The development of a just culture must start at the top. Employees at every level need to feel safe, and that sense of safety comes from the executive leadership team insisting on and role modeling just culture behaviors. Competencies for managerial staff are essential in the development of a pervasive culture of trust and appropriate accountability. It must be understood that there's a constant focus on strategically seeking best practices and implementing them to result in increased workplace satisfaction, organizational efficiency, and patient safety, as well as optimal clinical outcomes. Along with this must come the realization that best practice doesn't equal cookie cutter practice.

 

Another core component of creating a successful culture transformation is the engagement of frontline staff. Although the organization's tone is set at the top, it's maintained at the point of care. If employees aren't engaged and don't buy in to the concepts and practice, just culture is doomed to fail.

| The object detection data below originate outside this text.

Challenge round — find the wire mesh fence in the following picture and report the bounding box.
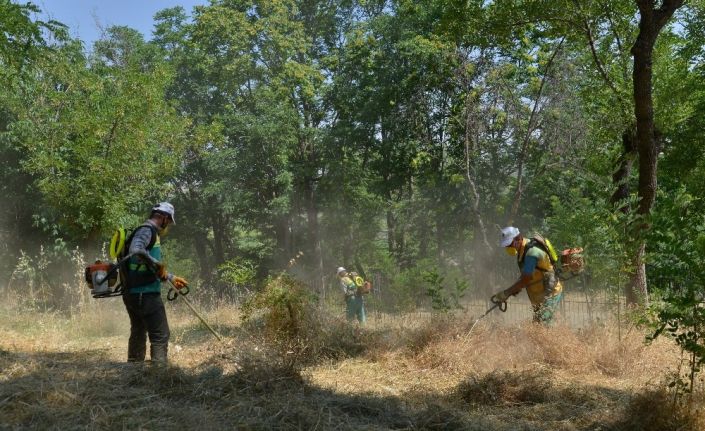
[337,291,625,329]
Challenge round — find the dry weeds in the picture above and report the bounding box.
[0,299,703,430]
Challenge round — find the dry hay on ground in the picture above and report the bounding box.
[0,307,702,430]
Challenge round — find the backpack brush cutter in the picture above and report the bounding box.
[85,252,223,341]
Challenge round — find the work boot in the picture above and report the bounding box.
[150,344,169,365]
[127,337,147,362]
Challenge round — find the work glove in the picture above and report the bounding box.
[490,290,509,304]
[171,277,188,290]
[157,263,169,281]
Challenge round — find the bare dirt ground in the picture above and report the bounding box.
[0,299,704,430]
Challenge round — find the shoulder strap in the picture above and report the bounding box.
[519,238,538,264]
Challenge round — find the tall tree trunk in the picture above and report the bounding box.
[508,38,565,224]
[627,0,683,303]
[610,129,637,214]
[304,178,324,292]
[193,231,213,284]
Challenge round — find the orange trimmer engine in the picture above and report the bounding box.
[85,260,121,298]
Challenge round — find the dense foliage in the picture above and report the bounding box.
[0,0,705,318]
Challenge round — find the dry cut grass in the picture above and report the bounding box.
[0,300,705,430]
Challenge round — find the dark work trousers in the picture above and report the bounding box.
[122,292,169,362]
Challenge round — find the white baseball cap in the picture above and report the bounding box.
[499,226,520,247]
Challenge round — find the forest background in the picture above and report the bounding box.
[0,0,705,310]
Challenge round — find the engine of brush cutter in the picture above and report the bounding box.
[85,260,120,298]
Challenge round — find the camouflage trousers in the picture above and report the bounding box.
[532,292,563,325]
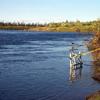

Teaching best practices at every level is essential. Why are we doing what we do? How does it fit into practice? How can we logically and safely accomplish our best practice goals? What's a fair, reasonable process that maintains achievable and measurable safety standards?

 

Policies and protocols should always be written with the doers at the table. Investigations into errors and process concerns must be evaluated with frontline staff involvement. Transparency and integrity are vital to a just culture and feed its success at every level. Take some time to look at your organization's policies and practices. What role does each layer from the top down play in policy and procedure development? How are errors dealt with? What's the format for process improvement teams and remediation? What ideas do you have that could resolve barriers within your organization's culture? Nurses are the best source to obtain efficient and creative solutions to improve workplace culture, so share your insight!